An oscillator is always a good place to start – and that’s what you get first, the EDU DIY VCO for 60 EUR. But let’s back up and see where they’re ultimately heading with this.

The mki x es.EDU series will eventually involve 9 kits, planned for launch one at a time every 4-6 weeks. You’ll get:

  • sequencer
  • VCO
  • wavefolder
  • noise/S&H module
  • mixer
  • VCF
  • Envelope generator
  • dual VCA
  • output stereo mixer with headphone amplifier

…plus the option of an “affordable” case with DIY PSU. That’s a little vanilla as a combination – I expect you’ll want to view this as the core of a larger rig and add in effects and/or sequencer – though the wavefolder should throw in a nice twist.

But this is more than just another Eurorack kit line. Most of those, while fun builds, don’t really give you a sense of what you’re building. Erica Synths and Moritz Klein here promise a much more ambitious goal – “to teach people with little-to-no prior experience how to design analog synthesizer circuits from scratch.”
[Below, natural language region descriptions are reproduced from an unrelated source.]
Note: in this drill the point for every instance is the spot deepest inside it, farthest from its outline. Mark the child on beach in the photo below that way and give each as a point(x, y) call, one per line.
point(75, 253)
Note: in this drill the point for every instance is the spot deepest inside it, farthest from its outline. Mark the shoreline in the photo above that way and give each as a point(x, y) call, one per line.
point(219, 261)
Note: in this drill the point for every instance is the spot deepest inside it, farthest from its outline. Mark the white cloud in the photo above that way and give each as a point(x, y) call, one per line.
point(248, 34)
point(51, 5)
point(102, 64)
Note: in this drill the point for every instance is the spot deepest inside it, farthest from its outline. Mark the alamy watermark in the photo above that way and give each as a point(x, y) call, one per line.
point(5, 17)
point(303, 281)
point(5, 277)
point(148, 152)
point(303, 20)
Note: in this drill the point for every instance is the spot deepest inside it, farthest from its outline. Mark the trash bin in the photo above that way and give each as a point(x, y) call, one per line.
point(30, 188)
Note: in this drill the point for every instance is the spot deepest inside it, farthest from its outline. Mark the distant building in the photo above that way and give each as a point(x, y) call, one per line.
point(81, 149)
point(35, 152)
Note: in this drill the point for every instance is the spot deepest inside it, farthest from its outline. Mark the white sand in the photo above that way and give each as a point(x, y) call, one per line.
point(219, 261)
And that is a big, big difference. Accordingly, they promise each kit will come with a 40+ manual that they promise “will dive deep into not only the electronics behind each circuit but also the fundamental principles of sound synthesis.” Nothing against kit builds, but generally what you get instead is just a one-sheet telling you where to stick the resistors and solder on the jacks. (I should know, we’ve even sold a couple of kits that were just that.)

I can’t comment exactly on how those guides are structured and written since I haven’t seen them, but it sounds promising – the chance to really better understand what’s inside. And that also makes the bread-and-butter selection here important, as these are fundamentals you’d want to get through.
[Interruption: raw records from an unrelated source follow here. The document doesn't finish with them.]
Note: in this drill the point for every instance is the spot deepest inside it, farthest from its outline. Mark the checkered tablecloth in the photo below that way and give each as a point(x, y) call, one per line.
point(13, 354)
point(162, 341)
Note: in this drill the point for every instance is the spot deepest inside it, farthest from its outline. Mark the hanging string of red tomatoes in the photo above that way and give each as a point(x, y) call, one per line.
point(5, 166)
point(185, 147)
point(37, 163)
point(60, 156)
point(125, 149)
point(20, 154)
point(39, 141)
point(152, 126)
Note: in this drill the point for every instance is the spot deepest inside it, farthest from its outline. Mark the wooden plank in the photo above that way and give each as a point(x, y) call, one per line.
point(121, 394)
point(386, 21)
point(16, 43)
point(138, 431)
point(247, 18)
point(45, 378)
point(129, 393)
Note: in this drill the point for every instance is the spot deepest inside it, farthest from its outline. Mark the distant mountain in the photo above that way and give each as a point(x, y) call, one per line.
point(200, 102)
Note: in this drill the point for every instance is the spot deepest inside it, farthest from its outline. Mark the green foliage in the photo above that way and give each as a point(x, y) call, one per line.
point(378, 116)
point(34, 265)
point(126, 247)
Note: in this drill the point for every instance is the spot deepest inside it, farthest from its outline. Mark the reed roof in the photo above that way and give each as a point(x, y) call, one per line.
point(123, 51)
The kits ship worldwide. There’s a 24-month warranty, but they do warn you that you’re on your own if you screw up the build so – keep that desolder gun handy and watch what you’re doing. Diodes in the right direction and all that.

Seems a great idea. EDU DIY VCO is shipping now, with:

  • analog sawtooth-core oscillator / sawtooth and pulse outputs
  • PWM input
  • FM input
  • 1V/oct input with “reasonably accurate” volt/octave tracking (hey, you wanted analog not digital, so any slight impurities are a feature, not a bug)

https://www.ericasynths.lv/shop/diy-kits-1/edu-diy-vco/

Don’t want to wait or don’t have any scratch for new kits? You can go ahead and check out Moritz’s superb series on synthesis and circuits right now, free. And that means if you don’t desire a nice Erica build, you can also mess with this on a breadboard from parts you might already have lying around.

Plus there’s an arpeggiator series that apparently didn’t make the cut in the Erica series, so the smart move might be to create your own faceplate for that one and have one really obviously custom kit in there!